Scala – Right Way to Read from Token List to Implement Parse Tree

parsingscala

I'm trying to tackle the While Language problem on HackerRank using Scala. I've been given a set of grammar rules and have to implement the actual interpreter underlying it.

I've decided to approach this by building a lexer and parser in two separate stages. My lexer works perfectly: it correctly tags tokens and wraps them in a List of Tokens where Tokens is defined as follows:

case class Token(typeof: String, value: Any);

Right now, my problem is purely conceptual: how should I scan through my token list to implement a parse tree?

Note that I don't yet have any implementations for the actual nodes of my parse tree, as I want to solve this problem first (though I'm happy to hear suggestions for the same if it is indispensable to solving this).

Here is what I've done so far:

I've taken a look at the shunting-yard algorithm, but I'm not sure how to generalise it for anything beyond arithmetic operations.
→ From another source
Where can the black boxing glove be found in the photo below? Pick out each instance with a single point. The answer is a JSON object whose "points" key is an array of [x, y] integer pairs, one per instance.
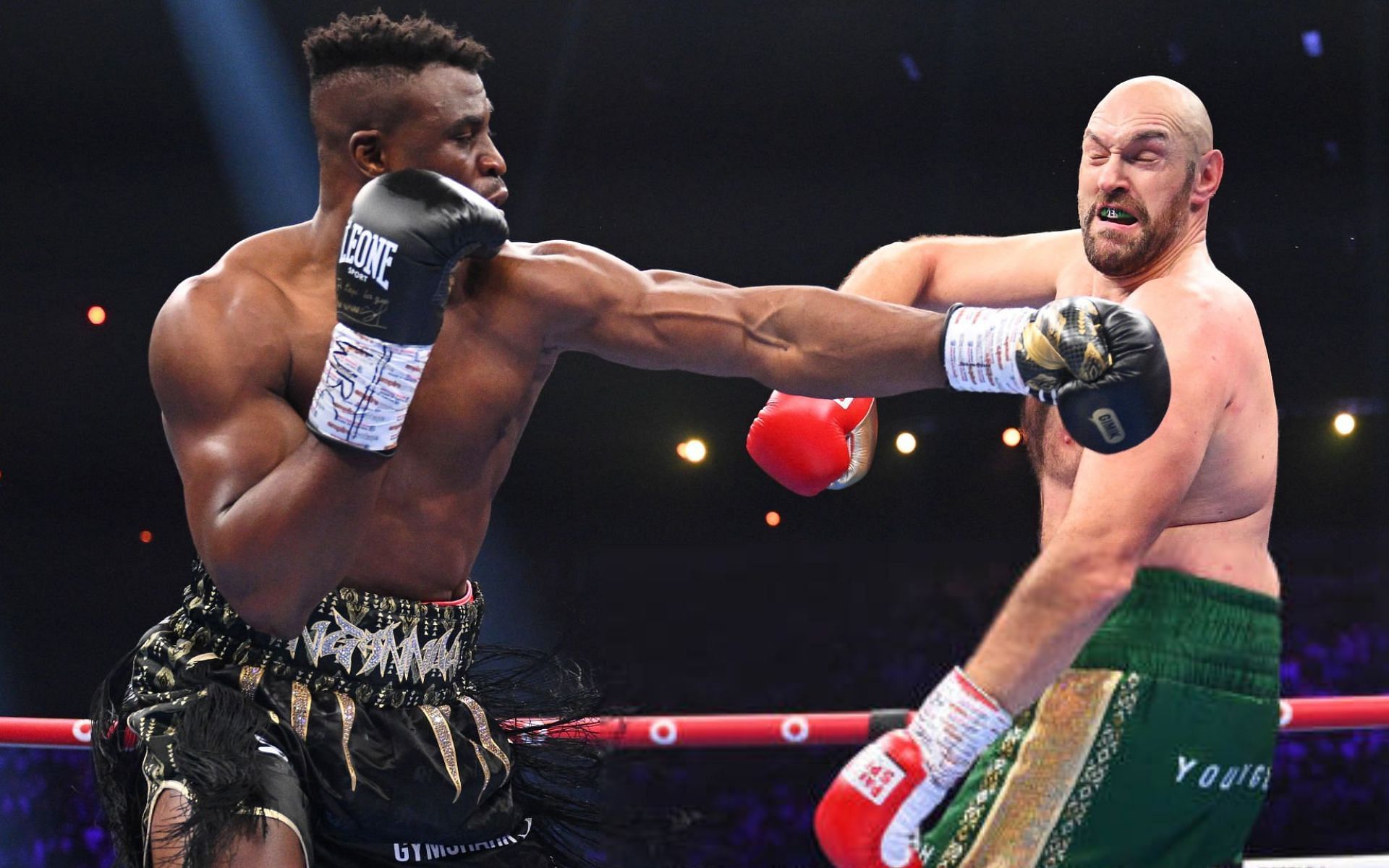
{"points": [[1100, 363], [406, 234]]}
I thought of having multiple stacks designed for different node types, but I'm not convinced it's the right way to do it – this would easily become unmaintainable.
I've considered a naive linear traversal where I create an empty list, insert my tokens from my token list one by one, and go through this stack each time trying to match a grammar rule to it (if it does match, I remove the nodes from the list otherwise I leave it be), but I'm hesitant to do this because it seems a) inefficient and b) defeats the point of a separate lexing phase. I'm looking for something cleaner.

Beyond this, I'm stuck. I'm new to the parsing game and would like to understand what the right approach is.

HackerRank only supports Scala 2.11, which officially removed the parser-combinator library from the standard library, so I can't use that. I'm happy to employ any functional features that Scala brings, but I'm not interested in relying on something that only functional languages implement.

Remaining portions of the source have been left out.